MicroRNAs act as a TGF-β/BMP signaling regulator

Activation of several signaling pathways, including TGF-β/BMP, Wnt/β-catenin, as well as transcription factors which are tightly regulated by differential expression of miRNAs.[109] Osteoblast differentiation has been found tightly controlled by several regulators including miRNAs,[12,110] and miRNAs can regulate expression of genes during differentiation of MSCs towards osteoblastic cells, resulting in bone formation.
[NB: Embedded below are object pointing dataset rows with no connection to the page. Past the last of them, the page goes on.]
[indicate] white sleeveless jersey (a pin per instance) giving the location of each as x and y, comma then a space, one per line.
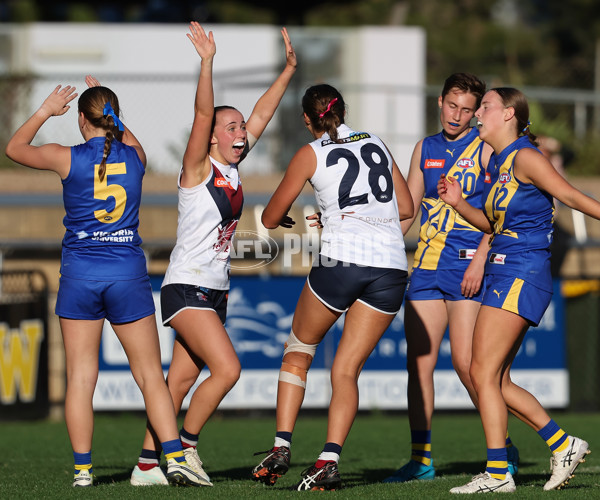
207, 218
355, 192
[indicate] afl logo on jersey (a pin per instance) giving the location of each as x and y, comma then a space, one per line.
504, 177
465, 163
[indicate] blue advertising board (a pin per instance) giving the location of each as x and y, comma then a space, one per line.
259, 319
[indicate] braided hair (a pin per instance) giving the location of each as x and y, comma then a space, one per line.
100, 106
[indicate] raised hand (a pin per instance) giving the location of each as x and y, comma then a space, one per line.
287, 221
57, 103
205, 45
290, 54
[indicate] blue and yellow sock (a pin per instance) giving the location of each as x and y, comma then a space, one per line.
497, 464
188, 440
83, 461
421, 446
555, 437
173, 449
283, 439
148, 459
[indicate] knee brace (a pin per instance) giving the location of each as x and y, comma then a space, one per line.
292, 344
293, 375
290, 373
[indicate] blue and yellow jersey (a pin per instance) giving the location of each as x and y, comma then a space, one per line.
101, 240
446, 240
522, 215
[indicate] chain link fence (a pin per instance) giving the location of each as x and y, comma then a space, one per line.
159, 110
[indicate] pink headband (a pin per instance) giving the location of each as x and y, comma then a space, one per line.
331, 103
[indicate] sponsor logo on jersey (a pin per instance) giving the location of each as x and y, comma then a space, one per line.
504, 177
497, 258
225, 233
434, 163
222, 183
466, 253
358, 136
465, 163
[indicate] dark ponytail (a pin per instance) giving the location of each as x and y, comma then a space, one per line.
325, 109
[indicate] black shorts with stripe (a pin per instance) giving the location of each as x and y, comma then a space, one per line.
339, 284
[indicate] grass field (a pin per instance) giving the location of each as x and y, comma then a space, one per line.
36, 459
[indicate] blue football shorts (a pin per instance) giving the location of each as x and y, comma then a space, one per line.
178, 296
339, 284
118, 301
426, 284
515, 295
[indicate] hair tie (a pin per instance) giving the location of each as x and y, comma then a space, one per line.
108, 111
331, 103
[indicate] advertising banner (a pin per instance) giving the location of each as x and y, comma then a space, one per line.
23, 345
259, 319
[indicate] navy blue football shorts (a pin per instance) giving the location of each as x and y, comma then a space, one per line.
515, 295
117, 301
178, 296
339, 284
426, 284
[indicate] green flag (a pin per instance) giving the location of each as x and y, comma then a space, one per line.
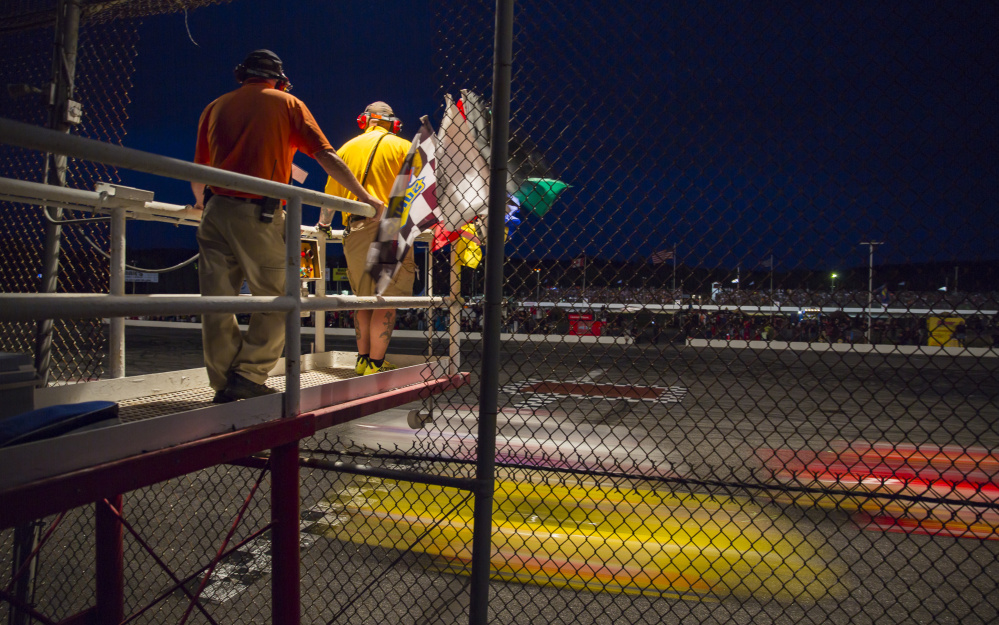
538, 194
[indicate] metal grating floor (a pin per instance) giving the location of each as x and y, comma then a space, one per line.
192, 399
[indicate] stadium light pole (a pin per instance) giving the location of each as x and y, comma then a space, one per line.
870, 282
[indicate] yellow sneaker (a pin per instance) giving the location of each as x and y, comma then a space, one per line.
386, 366
362, 364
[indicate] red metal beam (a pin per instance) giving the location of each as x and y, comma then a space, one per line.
351, 410
51, 495
286, 605
109, 558
44, 497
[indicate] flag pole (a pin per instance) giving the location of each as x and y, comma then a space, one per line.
772, 304
674, 270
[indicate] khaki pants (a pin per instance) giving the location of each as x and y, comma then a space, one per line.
355, 247
235, 245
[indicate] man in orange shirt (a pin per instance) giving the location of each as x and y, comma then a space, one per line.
254, 130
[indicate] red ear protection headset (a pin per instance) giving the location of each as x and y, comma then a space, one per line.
365, 117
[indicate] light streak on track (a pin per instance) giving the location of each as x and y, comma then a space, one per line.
597, 538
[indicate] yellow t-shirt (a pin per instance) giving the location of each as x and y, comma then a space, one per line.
390, 154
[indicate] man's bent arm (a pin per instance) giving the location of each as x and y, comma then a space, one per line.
199, 195
338, 170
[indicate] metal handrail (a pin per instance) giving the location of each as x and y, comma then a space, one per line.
43, 139
30, 306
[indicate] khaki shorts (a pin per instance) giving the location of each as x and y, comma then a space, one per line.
355, 247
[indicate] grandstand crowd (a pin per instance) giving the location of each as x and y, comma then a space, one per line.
904, 321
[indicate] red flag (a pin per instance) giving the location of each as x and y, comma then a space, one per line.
661, 256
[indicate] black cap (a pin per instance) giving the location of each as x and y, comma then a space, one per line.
261, 64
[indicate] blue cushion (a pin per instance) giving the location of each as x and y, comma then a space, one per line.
54, 421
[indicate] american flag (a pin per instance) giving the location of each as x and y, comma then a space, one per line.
411, 209
661, 256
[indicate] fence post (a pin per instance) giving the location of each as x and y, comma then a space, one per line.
117, 327
285, 585
109, 561
493, 311
63, 81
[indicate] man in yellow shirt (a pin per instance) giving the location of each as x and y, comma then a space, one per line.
375, 157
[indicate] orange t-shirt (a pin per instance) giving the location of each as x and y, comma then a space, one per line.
256, 130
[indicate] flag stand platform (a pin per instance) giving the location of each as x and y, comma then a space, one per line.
168, 426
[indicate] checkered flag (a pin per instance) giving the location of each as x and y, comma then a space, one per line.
412, 208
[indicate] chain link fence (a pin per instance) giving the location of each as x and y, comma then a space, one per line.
749, 365
104, 64
748, 361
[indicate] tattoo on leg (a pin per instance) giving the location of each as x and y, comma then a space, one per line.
389, 325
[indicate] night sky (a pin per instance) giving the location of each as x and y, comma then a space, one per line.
732, 131
340, 56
With regard to the regulation of bone formation, a growing number of miRNAs are found to be expressed in the developing skeletal system of metazoan. Besides the emerging role of miRNAs during embryo skeletogenesis, miRNA-dependent modulation of gene function can alter skeletal phenotypes across individuals and also within same individual over time.[111]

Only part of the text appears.